En effet, si l'ensemble des ONG s'est félicité de la reconduction du moratoire de 9 ans sur les ventes de l'ivoire, malgré la forte opposition des Etats d'Afrique du Sud, si l'élevage domestique des tigres demandé par la Chine
s'est vu opposer une fin de non recevoir, si l'anguille européenne (dont le prix peut excéder celui du caviar) bénéficiera d'une protection étendue et que les ministres européens de la pêche adoptaient en parallèle un plan de sauvetage de l'espèce, si le commerce international du poisson-scie devient illégal, c'est, en revanche un échec pour le requin-taupe, l'aiguillat commun, les coraux rouges et roses, ces derniers ayant vu un vote secret de dernière minute les radier de l'inscription à l'annexe II. Et si le bois brésilien utilisé pour la fabrication d'archet de violon sera mieux protégé, le Brésil s'engageant à restreindre sa commercialisation, l'Union Européenne a du renoncer à mettre un frein à l'exploitation, en Amérique Centrale et du Sud, du bois de cèdre et du bois de rose utilisés dans la fabrication d'instruments de musique du fait d'un refus des Etats d'Amérique latine.

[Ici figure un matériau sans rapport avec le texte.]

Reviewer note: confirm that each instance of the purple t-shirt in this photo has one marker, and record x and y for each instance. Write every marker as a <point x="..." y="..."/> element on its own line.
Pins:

Outre l'inscription de nouvelles espèces à ses annexes, la 14ème Conférence des Parties a été l'occasion pour la CITES
de définir une nouvelle stratégie d'action pour garantir l'application par les Etats membres des décisions prises, lutter contre la fraude, assurer des bases financières suffisantes, trouver d'autres instruments et des processus cohérents pour s'appuyer mutuellement. En ce sens, le fait que la Conférence
se tienne cette année en Europe a été propice à un renforcement des liens avec l'Union Européenne, ce dont se félicitent les organisations de protections de la faune et de la flore telles que WWF et TRAFFIC, l'Union Européenne représentant le second marché, après les Etats-Unis (près d'un tiers du marché mondial) des espèces sauvages.
Reste à donner les moyens aux Etats membres de respecter leurs engagements, et le Secrétaire-Général de la CITES
, Willem Wijnstekers, affirme qu'il lui faudrait une augmentation des fonds de 20%, uniquement pour se maintenir. Pour l'heure, aucune augmentation d'apport de fonds n'est prévue pour ses plus importants supports : les Etats-Unis et le Japon. La France
s'est engagée à verser une contribution immédiate de 50 000 dollats pour lutter contre le braconnage des éléphants, en Asie du Sud.